“Financing for the Volvo deal was concluded in recent days,” a source told
Swedish financial daily Dagens Industri (DI).
The funds are now in Geely’s bank account, and Ford has witnessed and approved documentation, according to DI’s source.
It could still take time for the deal to be finalised as the parties need to go over all the relevant documents and make sure they are in line with legislation in China, Sweden and the United States, DI said.
“This is a very complex and time-consuming process,” DI’s source said, adding that approvals were still needed from some of the relevant authorities.
The backers of the deal are reported to be Chinese financial institutions and regional authorities which have secured the financially strained Chinese firm’s purchase of Volvo Cars.
Ford announced in late 2009 it had agreed terms to sell its Swedish subsidiary Volvo Cars to Geely for a reported $2 billion.

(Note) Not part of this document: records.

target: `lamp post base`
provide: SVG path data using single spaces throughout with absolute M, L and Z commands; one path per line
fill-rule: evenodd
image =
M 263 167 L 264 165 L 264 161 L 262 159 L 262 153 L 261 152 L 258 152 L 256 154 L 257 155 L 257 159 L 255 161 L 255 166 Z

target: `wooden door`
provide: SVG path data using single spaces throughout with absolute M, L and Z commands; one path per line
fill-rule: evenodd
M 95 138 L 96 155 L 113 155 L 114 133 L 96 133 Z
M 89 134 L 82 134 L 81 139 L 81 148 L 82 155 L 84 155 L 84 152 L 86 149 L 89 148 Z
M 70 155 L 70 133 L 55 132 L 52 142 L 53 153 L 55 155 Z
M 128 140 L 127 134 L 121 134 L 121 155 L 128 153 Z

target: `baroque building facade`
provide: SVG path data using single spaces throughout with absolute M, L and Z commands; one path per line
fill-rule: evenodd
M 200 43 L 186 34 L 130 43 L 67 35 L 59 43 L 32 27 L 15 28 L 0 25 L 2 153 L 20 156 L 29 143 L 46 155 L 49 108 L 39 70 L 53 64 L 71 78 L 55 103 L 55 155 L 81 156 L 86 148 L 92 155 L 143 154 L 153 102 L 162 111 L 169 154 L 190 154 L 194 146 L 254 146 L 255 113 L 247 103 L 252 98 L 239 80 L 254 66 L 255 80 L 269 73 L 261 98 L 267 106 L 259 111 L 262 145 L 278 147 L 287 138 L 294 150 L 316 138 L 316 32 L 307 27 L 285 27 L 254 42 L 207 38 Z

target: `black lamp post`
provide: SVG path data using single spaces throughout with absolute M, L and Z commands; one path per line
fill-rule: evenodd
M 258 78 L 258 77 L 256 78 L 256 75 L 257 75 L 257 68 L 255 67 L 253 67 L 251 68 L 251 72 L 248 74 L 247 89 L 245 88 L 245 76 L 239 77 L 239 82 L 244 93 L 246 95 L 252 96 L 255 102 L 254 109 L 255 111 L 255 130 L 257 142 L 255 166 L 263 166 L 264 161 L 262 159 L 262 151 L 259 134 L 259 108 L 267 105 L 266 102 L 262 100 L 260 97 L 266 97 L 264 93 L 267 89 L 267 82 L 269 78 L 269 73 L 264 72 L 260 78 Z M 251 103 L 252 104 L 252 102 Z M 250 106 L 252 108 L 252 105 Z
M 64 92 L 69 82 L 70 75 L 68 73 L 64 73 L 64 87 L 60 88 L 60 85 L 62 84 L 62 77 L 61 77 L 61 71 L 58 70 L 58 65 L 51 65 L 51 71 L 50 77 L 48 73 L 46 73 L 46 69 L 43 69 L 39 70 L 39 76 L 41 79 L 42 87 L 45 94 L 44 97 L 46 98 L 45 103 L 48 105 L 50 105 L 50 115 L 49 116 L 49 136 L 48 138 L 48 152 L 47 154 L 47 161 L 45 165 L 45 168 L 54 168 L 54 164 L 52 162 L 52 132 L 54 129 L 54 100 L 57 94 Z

If completed, the deal will bring to an end Ford’s decade-long association with the Swedish brand.
While Geely has denied that production will be moved from Sweden to China, it has previously unveiled plans to establish a factory outside of Beijing with a production capacity of 300,000 cars.
Nonetheless, trade union leaders in Sweden have expressed fears that the deal with Geely will mean cuts at Volvo Cars, which has 22,000 employees worldwide, including 16,000 in the Scandinavian country.
An agreement for Geely’s takeover of Volvo Cars is due to be undersigned during March, and the actual takeover is anticipated to be completed at some point before the end of June.